A recent study revealed a shocking number of young teens are more conservative and more skeptical of the transgender phenomenon than any generation since the Baby Boomers.
According to a study published by J. Walter Thompson Intelligence, Kids born between 1995 and 2003 grew up in a world of gender fluidity.
For Generation Z, same-sex marriage is nothing to bat an eye at and transgender people roam the streets, openly dressing, talking and acting like the gender stereotype of their choosing.
A survey of 1,000 12-19-year-olds, 81 percent of preteens and teens believe gender is not a defining factor for individuals.
Of those surveyed, 56 percent said they deviated from purchasing clothing designed for their own gender and 70 percent were in favor of gender neutral bathrooms.
The shift in sexuality and sexual orientation is evident when stepping back and observing Baby Boomers to the current generations.
Gender roles and social norms have changed drastically since 1945. The more conservative generations largely believe clothing should be assigned to specific genders (think women wearing dresses, men wearing pants) and each should have a very specific line separating them.
Newer generations are view themselves as “quite liberal” or “very liberal” and are not adhering to the previously clearly outlined gender norms.
Though GenZ was raised around gender fluidity and the ongoing process of breaking stereotypes, they have proven to be more conservative when asked the following questions:
People are exploring their gender identity more than in the past
I know someone who uses non-gender binary pronouns (they/them/ze, etc.) instead of traditional gendered pronouns (he/him,she/her)

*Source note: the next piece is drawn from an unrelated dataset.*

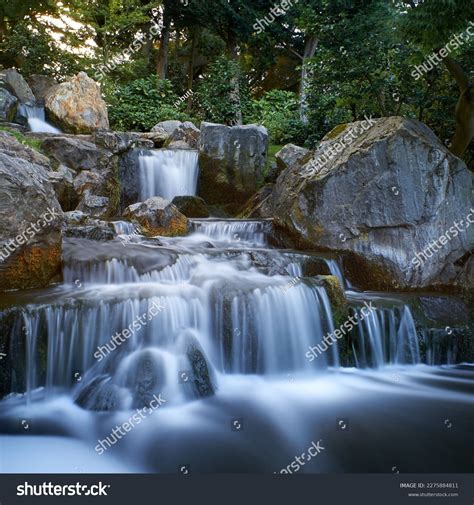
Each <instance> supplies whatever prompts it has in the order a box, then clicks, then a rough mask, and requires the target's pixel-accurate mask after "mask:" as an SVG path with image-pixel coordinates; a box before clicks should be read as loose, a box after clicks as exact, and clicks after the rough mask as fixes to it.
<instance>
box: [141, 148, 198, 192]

It’s important for public spaces to provide access to gender neutral bathrooms
I am more accepting of people of nontraditional gender identities than I was a year ago
If a sport is available for one gender at a school or university, it should be available for the other gender as well.
Catholic Herald revealed GenZ were proven to be more cautious with money.
One in four admitted they would rather save than use credit cards, while four in ten Baby Boomers believe “Money is meant to be spent.”
The newer generations are learning from the failures of previous ones and seem to be quick to learn from their parents and grandparents. Where will Generation Z take the United States? If they keep their conservative views, it’s possible they could be the generation to make America a God-fearing nation and a truly great country once more.